For any rookie media member making his first trip with the Skywriters, it was an eye-opening experience, especially when Hairston took over the plane's in-cabin announcements starting on day one.

"Every year just before we took off on the first flight of the tour," Townsend said, "Jack would grab the microphone and start reading a list he researched of plane crashes from the previous year."

Rookies were made to carry the luggage of the veteran writers, and those who didn't comply suffered the consequences.

"I was a good rookie, but David Lamm from Jacksonville was an uncooperative, obstinate rookie," said Phillip Marshall, who went on his first Skywriters tour in 1977 as a reporter for the Decatur (Ala.) Daily and who's now a senior writer for the Auburn athletic department website. "He refused to load the luggage of the veterans. So one time the plane just happened to take off without his luggage. It was left sitting on the runway."

Marshall said halfway through his first Skywriters tour, after several days of writing, partying and plane trips, he thought he was "going to die."

"You're getting on this old airplane that sat outside all day and its air conditioner doesn't start until you get in the air," Marshall said. "A lot of guys got on that plane every day not feeling well from the previous night."

The SEC's Hudgins, all of 5-foot-5 of him, did his best to keep the writers in line. He once tried to institute roll calls and assign seats on buses to assure no media members got left behind at campuses heading to airports, but that fell on deaf ears.

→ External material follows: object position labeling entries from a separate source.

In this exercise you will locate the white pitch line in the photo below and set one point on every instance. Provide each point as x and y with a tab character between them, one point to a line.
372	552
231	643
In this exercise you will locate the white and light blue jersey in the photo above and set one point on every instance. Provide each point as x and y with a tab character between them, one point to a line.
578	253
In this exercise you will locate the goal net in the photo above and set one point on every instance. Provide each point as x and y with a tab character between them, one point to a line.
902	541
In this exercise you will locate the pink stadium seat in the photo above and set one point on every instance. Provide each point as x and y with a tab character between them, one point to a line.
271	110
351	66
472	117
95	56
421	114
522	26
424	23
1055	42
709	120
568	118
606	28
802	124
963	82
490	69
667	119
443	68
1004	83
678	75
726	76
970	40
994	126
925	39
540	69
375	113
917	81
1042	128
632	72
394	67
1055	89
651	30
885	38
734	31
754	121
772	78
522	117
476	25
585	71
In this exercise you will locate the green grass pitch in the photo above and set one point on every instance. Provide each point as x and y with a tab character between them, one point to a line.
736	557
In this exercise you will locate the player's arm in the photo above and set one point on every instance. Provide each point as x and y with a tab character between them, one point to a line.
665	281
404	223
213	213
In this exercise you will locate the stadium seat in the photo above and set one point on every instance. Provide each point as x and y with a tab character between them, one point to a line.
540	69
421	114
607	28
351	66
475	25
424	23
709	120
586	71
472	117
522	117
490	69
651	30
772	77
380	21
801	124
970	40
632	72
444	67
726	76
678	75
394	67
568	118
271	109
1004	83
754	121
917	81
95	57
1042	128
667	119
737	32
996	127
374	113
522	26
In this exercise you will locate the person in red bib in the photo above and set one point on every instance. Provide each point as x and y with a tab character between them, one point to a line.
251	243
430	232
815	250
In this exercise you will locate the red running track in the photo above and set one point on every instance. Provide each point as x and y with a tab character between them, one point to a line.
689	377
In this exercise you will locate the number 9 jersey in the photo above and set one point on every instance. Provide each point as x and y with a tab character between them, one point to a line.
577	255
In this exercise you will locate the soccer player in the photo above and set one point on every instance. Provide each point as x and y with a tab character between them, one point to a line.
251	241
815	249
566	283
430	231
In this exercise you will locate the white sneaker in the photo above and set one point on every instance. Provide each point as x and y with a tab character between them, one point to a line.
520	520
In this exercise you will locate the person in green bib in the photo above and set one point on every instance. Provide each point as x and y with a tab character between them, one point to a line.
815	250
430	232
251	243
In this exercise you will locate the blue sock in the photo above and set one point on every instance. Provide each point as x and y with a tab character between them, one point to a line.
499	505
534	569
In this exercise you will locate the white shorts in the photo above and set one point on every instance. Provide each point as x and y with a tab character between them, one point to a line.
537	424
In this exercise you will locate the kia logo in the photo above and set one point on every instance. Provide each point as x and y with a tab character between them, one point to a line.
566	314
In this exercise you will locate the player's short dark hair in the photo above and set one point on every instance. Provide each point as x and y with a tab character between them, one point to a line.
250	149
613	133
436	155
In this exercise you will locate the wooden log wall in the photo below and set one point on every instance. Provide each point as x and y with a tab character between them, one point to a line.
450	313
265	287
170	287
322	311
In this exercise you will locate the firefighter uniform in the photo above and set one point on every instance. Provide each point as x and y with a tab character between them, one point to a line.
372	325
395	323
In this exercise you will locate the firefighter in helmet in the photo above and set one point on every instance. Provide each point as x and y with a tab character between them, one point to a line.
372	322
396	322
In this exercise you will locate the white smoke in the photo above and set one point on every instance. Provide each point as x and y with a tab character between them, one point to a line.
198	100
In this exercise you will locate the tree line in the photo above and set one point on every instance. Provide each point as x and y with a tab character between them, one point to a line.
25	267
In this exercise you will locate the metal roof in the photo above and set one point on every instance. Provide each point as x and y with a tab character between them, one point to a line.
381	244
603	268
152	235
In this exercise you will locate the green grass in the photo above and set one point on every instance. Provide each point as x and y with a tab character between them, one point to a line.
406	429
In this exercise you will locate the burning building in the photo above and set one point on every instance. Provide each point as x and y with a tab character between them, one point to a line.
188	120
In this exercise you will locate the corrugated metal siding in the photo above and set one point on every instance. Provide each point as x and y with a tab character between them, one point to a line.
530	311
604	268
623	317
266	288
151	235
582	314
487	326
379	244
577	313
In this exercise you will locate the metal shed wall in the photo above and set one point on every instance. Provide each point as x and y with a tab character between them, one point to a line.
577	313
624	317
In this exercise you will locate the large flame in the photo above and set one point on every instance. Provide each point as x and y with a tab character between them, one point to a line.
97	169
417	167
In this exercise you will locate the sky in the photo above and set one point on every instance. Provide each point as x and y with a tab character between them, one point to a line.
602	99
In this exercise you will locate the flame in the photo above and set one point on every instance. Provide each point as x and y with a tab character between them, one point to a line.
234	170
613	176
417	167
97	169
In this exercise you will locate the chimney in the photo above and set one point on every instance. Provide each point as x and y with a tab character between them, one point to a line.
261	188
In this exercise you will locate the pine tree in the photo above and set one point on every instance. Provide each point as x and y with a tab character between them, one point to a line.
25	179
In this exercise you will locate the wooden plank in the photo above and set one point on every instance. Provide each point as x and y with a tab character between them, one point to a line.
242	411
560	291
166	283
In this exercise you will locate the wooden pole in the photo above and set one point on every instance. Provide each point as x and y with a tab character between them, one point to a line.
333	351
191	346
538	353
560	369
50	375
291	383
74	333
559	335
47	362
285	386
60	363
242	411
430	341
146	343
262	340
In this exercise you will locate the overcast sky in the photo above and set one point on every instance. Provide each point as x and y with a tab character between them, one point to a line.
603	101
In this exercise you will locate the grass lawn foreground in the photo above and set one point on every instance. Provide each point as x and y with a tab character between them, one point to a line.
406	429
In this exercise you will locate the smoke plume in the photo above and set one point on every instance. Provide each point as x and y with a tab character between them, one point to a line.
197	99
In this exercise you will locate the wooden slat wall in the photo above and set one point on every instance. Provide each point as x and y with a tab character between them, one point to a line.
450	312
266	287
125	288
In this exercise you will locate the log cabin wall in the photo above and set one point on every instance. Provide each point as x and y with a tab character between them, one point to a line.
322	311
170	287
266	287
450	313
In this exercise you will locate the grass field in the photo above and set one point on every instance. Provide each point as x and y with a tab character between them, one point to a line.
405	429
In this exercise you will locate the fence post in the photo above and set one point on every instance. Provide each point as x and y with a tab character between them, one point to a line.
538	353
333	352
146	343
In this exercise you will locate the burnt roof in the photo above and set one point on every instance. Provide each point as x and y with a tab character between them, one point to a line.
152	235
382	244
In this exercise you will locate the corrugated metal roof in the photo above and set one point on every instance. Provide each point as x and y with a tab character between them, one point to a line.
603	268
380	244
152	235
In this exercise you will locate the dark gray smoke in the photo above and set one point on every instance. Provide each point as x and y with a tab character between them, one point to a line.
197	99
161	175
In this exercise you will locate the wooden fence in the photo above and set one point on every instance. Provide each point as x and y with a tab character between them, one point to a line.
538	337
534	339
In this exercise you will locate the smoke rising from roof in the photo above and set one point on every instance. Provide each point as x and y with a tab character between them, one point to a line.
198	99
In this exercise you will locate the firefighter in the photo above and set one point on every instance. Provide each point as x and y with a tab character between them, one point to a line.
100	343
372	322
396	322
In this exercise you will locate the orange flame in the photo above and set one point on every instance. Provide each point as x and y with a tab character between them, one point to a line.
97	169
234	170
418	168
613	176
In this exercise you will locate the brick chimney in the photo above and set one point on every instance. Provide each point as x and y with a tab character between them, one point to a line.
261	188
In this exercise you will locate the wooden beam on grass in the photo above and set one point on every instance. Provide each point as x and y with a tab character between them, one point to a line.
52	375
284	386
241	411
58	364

"Like someone once said of Scoop, if he was in charge of the Mafia, they would have called it disorganized crime," Townsend said. "There was no strict schedule under Scoop."

Finally, after the Skywriters' 1983 tour, the decision was made to end it when the league couldn't get enough media members to fill a plane for a 1984 tour, which was scheduled the same time as the Summer Olympics in Los Angeles.

A year later, the SEC started its current preseason media days (copying an idea of the Big Ten Conference). The DC-3 and Crash the Pilot were sidelined forever.

Some Skywriters are deceased, many are retired and a few are still working, such as Marshall. But the memories live on.

"You will never have anything again like the Skywriters," Townsend said.

Darn it. Or thank God. It just depends where you're sitting.